Your have nailed it. He has completely manipulated me. He did manipulate me for sex, financial support rides, three squares and a cot. I was giving him the world and he was tearing my house apart, tearing my relationsip with my children apart, and tearing my self esteem apart.

I am happy to report I am now 3 days without crying. I am feeling much stronger. I had actually started that list of good and bad, because my counselor recomended it. I actually like the way that you put it though do make one in reference to the last month.

Like I had said I had spoke to him a few times and he made me feel horrible about myself. Yet he begged me to see him. He begged me to let him spend the night. I have not called him since. The best thing I did was block him from calling me. Now I need to keep being strong and not call him.

I do have the delema of having his dog. I had asked him did he want me to bring her to him and he said not right now. So do I just intend to keep her or do I just drop the dog off to his mothers house where he is now living?
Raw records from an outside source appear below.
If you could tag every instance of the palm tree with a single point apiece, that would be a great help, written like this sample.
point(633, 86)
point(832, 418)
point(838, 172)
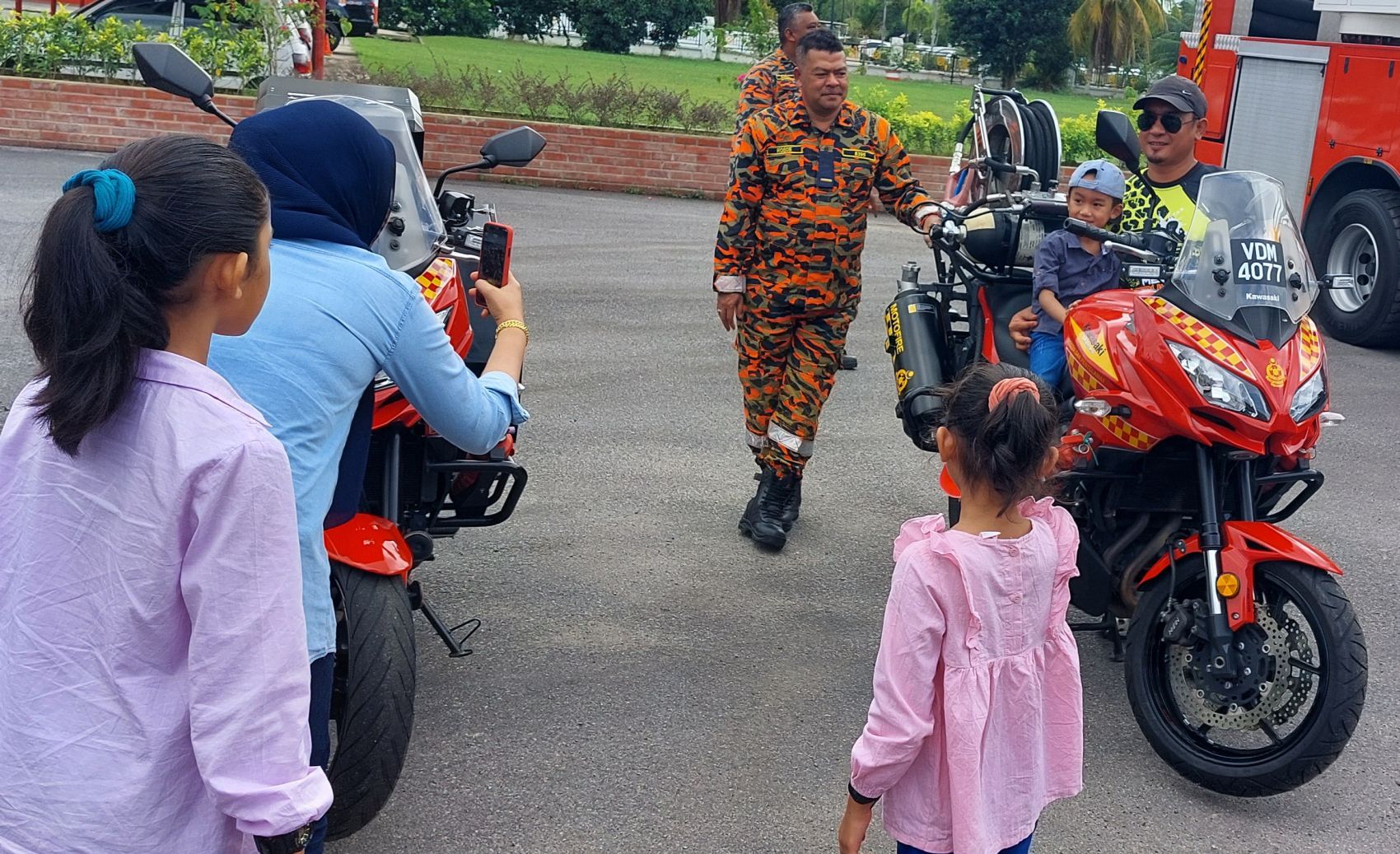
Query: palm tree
point(1115, 32)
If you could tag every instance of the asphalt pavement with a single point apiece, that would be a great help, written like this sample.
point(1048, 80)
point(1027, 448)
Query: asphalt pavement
point(646, 681)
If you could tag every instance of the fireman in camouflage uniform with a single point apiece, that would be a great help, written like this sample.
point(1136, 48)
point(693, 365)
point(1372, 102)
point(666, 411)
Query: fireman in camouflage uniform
point(788, 262)
point(773, 80)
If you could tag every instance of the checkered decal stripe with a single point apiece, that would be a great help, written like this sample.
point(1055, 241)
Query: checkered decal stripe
point(1309, 348)
point(1126, 433)
point(432, 279)
point(1206, 338)
point(1081, 376)
point(1136, 438)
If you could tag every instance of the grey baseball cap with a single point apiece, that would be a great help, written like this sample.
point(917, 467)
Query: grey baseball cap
point(1108, 178)
point(1178, 91)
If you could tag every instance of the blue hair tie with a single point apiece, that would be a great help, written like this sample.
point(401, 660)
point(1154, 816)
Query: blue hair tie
point(114, 192)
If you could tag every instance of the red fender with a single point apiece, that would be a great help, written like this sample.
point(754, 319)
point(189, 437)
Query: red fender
point(1246, 546)
point(370, 544)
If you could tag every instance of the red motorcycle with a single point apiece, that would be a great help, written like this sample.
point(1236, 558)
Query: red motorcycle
point(1190, 430)
point(402, 486)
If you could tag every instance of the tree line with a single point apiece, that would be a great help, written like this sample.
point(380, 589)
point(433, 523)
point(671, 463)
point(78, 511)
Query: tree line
point(1038, 41)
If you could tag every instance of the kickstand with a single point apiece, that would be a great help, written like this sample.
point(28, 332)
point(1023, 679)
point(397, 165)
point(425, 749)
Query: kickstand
point(1110, 628)
point(450, 636)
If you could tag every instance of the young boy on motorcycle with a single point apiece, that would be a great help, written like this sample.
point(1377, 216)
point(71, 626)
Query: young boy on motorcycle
point(1068, 268)
point(1164, 195)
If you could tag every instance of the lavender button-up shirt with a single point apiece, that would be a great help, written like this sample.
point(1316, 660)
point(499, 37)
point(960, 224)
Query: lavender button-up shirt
point(153, 668)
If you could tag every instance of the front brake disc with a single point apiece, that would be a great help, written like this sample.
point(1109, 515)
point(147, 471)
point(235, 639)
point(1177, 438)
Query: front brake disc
point(1273, 696)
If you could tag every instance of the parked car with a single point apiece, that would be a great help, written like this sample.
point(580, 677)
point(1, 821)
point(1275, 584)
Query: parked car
point(171, 16)
point(363, 14)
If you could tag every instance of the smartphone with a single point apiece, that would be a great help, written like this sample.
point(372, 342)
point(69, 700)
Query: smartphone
point(496, 256)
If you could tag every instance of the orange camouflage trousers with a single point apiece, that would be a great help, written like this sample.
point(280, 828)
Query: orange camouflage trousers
point(787, 368)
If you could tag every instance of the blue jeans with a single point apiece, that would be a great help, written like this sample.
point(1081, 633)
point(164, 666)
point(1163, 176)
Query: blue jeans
point(322, 679)
point(1048, 357)
point(1022, 847)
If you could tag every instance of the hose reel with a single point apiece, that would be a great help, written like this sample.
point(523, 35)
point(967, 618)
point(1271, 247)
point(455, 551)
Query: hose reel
point(1015, 138)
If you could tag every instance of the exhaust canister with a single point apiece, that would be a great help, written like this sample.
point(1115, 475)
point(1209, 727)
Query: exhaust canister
point(917, 343)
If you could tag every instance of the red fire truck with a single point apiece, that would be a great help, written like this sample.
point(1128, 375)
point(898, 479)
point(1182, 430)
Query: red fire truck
point(1309, 91)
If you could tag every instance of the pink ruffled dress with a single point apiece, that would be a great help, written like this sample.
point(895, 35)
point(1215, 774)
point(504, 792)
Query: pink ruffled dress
point(978, 718)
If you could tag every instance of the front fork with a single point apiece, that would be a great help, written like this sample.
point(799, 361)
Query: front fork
point(1224, 656)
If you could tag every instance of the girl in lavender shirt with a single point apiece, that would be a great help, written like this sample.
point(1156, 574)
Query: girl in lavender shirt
point(978, 720)
point(153, 662)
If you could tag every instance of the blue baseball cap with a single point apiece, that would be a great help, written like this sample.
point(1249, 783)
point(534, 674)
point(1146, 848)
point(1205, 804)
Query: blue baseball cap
point(1108, 178)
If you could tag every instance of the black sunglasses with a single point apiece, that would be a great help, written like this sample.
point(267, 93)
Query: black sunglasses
point(1171, 122)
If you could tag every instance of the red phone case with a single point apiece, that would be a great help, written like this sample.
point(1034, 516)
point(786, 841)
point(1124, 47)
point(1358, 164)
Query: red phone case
point(503, 276)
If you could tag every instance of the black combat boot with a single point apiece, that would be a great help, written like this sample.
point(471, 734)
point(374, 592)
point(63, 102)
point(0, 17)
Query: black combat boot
point(794, 502)
point(763, 517)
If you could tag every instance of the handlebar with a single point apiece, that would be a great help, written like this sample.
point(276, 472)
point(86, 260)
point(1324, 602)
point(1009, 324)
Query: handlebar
point(1132, 242)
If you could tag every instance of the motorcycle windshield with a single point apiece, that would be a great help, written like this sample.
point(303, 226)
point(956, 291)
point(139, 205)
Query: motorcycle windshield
point(1244, 250)
point(412, 195)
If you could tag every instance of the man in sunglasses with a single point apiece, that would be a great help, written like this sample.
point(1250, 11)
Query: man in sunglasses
point(1164, 196)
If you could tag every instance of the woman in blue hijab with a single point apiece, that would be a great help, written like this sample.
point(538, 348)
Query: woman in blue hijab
point(335, 317)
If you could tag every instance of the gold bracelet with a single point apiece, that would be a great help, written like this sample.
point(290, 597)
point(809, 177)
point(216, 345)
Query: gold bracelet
point(513, 325)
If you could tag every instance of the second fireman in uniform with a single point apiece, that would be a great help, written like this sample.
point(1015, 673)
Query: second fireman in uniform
point(788, 262)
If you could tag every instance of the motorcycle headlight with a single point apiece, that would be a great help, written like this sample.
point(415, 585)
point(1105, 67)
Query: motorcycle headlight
point(381, 380)
point(1309, 398)
point(1220, 387)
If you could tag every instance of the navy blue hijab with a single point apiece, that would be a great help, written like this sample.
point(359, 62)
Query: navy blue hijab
point(328, 171)
point(331, 178)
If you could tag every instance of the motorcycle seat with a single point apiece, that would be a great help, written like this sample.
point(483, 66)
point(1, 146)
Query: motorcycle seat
point(1004, 301)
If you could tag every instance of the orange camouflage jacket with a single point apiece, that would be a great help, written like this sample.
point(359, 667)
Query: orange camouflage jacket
point(794, 216)
point(766, 84)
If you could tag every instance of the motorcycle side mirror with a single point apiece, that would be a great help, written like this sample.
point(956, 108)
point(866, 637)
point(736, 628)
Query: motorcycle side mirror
point(513, 147)
point(168, 69)
point(1113, 133)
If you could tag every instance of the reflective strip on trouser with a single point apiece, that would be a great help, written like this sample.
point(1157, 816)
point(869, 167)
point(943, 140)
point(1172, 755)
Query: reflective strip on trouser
point(756, 441)
point(787, 367)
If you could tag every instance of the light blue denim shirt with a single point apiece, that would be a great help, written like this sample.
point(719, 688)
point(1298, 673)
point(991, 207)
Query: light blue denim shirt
point(335, 317)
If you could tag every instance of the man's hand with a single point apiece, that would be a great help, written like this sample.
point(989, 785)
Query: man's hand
point(728, 306)
point(927, 224)
point(1020, 326)
point(854, 825)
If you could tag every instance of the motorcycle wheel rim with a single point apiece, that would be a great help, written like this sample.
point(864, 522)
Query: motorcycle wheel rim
point(1274, 592)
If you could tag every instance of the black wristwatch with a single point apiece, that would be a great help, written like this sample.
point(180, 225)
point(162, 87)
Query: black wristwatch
point(287, 843)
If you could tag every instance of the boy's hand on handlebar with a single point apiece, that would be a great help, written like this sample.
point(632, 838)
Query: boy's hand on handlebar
point(1020, 328)
point(502, 303)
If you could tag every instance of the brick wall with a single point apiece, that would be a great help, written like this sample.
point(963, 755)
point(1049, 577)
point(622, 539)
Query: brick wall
point(91, 116)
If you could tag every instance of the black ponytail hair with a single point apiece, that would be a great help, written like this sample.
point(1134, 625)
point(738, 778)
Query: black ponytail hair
point(1003, 447)
point(97, 298)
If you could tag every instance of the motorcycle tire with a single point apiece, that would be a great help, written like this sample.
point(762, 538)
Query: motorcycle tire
point(1371, 224)
point(1337, 695)
point(373, 709)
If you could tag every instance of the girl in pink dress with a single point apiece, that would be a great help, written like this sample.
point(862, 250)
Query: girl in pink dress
point(978, 718)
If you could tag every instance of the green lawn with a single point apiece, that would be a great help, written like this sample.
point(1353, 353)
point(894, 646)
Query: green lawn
point(703, 79)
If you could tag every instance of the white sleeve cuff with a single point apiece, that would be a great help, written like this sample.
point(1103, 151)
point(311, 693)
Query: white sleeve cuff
point(923, 210)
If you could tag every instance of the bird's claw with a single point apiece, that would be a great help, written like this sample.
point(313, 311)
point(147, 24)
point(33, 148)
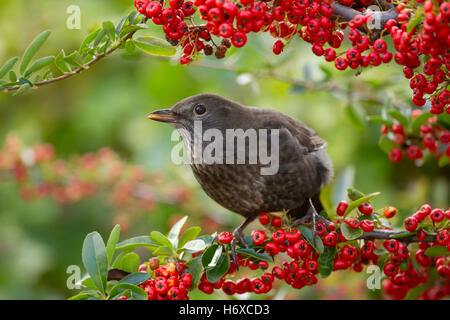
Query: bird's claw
point(238, 235)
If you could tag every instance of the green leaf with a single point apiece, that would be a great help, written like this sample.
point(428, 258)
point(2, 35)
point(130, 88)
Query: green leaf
point(85, 296)
point(209, 254)
point(61, 63)
point(307, 234)
point(355, 114)
point(110, 30)
point(420, 120)
point(437, 251)
point(132, 28)
point(25, 87)
point(175, 231)
point(380, 120)
point(326, 261)
point(39, 64)
point(354, 194)
point(400, 117)
point(95, 259)
point(32, 49)
point(130, 262)
point(12, 76)
point(220, 269)
point(88, 283)
point(195, 245)
point(196, 270)
point(417, 18)
point(349, 233)
point(188, 235)
point(120, 25)
point(135, 278)
point(251, 253)
point(141, 241)
point(87, 41)
point(155, 46)
point(443, 161)
point(160, 239)
point(75, 59)
point(136, 292)
point(163, 251)
point(354, 204)
point(8, 66)
point(112, 242)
The problem is I have guilt about returning the dog because she is kept locked up in a shower over at that house. That is how she ended up here in the first place because it broke my heart for her to be treated that way. She is very happy here. I just knnow that then he still has a reason to contact me.

The other problem is I am very scared of him. I am afraid he will come to my house and tear it apart. He did this to a previous girlfriend and caused ov er 50 thousand dollars in damage to her home. So as much as I would like to keep his dog here where she is happy I feel I can not if he should ask for her back. Any advice would be appreciated.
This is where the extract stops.